Defendants' argument had merit at the time it was filed. Subsequently the Wisconsin class was decertified and all opt-in plaintiffs, including Jeffry Butler, were dismissed without prejudice. The first to file rule no longer operates to preclude Butler from participating in this case and he will not be dismissed. In addition, count IV alleging claims under the District of Columbia Minimum Wage Law will not be dismissed on the basis that no representative plaintiff could state such a claim.
III. Failure to State a ClaimA. Standard of Review
The purpose of a motion to dismiss pursuant to Fed.R.Civ.P. 12(b)(6) is to test the sufficiency of the plaintiff's complaint.

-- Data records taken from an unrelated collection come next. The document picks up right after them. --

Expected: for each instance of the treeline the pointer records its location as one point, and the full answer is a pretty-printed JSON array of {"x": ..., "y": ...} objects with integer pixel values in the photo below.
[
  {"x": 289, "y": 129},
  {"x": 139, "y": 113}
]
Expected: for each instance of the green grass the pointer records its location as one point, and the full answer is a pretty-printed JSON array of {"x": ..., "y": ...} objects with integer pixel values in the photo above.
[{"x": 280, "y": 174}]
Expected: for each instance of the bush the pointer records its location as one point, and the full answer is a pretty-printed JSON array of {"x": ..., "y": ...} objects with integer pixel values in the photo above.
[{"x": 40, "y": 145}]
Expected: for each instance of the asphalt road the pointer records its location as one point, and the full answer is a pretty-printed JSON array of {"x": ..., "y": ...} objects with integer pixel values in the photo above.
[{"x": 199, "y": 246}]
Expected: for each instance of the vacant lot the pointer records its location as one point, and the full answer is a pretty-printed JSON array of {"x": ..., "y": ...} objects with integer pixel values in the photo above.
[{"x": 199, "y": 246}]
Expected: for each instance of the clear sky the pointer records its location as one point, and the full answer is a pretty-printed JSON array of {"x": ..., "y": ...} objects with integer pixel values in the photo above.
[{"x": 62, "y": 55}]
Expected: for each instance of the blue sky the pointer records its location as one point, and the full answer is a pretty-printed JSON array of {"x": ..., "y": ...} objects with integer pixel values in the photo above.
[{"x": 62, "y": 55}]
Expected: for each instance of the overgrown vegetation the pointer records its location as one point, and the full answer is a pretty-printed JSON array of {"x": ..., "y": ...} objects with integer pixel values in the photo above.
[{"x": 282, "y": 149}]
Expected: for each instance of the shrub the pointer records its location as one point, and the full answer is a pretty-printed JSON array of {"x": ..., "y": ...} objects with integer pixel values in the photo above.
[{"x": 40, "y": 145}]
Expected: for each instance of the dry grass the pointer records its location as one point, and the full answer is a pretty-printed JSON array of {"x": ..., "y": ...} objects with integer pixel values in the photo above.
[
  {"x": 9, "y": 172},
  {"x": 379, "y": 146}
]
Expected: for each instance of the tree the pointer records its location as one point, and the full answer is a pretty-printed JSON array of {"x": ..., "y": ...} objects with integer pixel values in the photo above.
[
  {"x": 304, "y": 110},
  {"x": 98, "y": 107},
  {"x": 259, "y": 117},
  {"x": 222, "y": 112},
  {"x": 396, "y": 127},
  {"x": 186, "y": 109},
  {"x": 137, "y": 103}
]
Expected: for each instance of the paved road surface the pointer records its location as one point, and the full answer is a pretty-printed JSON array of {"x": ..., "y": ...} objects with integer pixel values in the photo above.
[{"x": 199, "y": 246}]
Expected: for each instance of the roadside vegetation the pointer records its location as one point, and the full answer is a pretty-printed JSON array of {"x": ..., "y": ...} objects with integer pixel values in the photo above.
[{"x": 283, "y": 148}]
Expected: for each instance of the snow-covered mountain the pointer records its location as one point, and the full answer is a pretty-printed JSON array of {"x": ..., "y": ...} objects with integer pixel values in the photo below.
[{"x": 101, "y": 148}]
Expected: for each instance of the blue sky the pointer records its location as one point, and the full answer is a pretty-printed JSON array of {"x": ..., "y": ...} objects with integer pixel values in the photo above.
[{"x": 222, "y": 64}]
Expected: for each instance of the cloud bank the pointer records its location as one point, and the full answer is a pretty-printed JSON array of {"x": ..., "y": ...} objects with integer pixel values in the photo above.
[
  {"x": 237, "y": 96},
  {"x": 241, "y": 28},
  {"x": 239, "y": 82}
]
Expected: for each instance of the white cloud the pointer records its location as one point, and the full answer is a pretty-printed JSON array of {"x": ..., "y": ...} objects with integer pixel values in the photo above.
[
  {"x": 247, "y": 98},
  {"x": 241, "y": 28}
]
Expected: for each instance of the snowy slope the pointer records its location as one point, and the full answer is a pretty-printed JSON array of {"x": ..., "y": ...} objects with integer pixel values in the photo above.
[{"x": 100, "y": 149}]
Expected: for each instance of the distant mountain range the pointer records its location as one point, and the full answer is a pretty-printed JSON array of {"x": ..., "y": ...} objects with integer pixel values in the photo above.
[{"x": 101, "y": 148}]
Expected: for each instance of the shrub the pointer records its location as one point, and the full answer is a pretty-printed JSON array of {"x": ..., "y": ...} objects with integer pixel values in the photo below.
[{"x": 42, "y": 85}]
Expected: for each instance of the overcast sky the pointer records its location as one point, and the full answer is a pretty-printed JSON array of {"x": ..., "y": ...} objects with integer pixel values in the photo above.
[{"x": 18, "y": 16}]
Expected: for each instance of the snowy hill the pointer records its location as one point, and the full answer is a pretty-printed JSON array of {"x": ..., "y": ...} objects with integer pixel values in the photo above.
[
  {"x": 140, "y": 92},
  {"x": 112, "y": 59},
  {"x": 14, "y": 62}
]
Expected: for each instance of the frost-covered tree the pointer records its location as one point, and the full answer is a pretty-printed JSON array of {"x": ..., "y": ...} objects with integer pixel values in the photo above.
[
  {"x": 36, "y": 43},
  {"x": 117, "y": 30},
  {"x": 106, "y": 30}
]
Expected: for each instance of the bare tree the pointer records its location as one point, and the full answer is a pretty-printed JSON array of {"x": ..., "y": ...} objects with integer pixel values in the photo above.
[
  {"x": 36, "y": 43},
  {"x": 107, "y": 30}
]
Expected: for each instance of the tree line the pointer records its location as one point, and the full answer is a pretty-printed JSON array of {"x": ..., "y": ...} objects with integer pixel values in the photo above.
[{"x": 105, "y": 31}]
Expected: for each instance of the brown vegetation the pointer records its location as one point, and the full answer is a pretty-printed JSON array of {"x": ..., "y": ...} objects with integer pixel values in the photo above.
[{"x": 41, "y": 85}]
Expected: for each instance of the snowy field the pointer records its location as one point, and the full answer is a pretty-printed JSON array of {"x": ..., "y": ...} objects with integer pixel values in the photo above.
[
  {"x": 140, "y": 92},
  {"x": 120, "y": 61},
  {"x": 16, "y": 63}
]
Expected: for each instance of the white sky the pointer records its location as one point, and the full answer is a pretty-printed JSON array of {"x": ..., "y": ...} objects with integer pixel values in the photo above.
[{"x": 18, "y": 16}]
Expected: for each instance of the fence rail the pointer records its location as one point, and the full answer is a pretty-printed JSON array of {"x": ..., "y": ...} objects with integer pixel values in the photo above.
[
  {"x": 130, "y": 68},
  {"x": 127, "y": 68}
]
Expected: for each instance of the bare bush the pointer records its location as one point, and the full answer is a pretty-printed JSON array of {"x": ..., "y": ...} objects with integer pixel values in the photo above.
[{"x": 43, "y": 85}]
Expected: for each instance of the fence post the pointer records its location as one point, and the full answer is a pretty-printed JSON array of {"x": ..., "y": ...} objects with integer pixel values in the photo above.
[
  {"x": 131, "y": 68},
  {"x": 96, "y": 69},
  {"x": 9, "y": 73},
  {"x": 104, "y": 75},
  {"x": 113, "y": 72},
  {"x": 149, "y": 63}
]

See Edwards v. City of Goldsboro, 178 F.3d 231, 243 (4th Cir.1999). Except in certain specified cases, a plaintiff's complaint need only satisfy the “simplified pleading standard” of Rule 8(a), Swierkiewicz v. Sorema N.A., 534 U.S. 506, 513, 122 S.Ct. 992, 152 L.Ed.2d 1 (2002), which requires a “short and plain statement of the claim showing that the pleader is entitled to relief.” Fed.R.Civ.P. 8(a)(2). Nevertheless, “Rule 8(a)(2) still requires a ‘showing,’ rather than a blanket assertion, of entitlement to relief.” Bell Atl. Corp. v. Twombly, 550 U.S. 544, 555 n. 3, 127 S.Ct. 1955, 167 L.Ed.2d 929 (2007). That showing must consist of more than “a formulaic recitation of the elements of a cause of action” or “naked assertion[s] devoid of further factual enhancement.” Ashcroft v. Iqbal, 556 U.S. 662, 129 S.Ct. 1937, 1949, 173 L.Ed.2d 868 (2009) (internal citations omitted).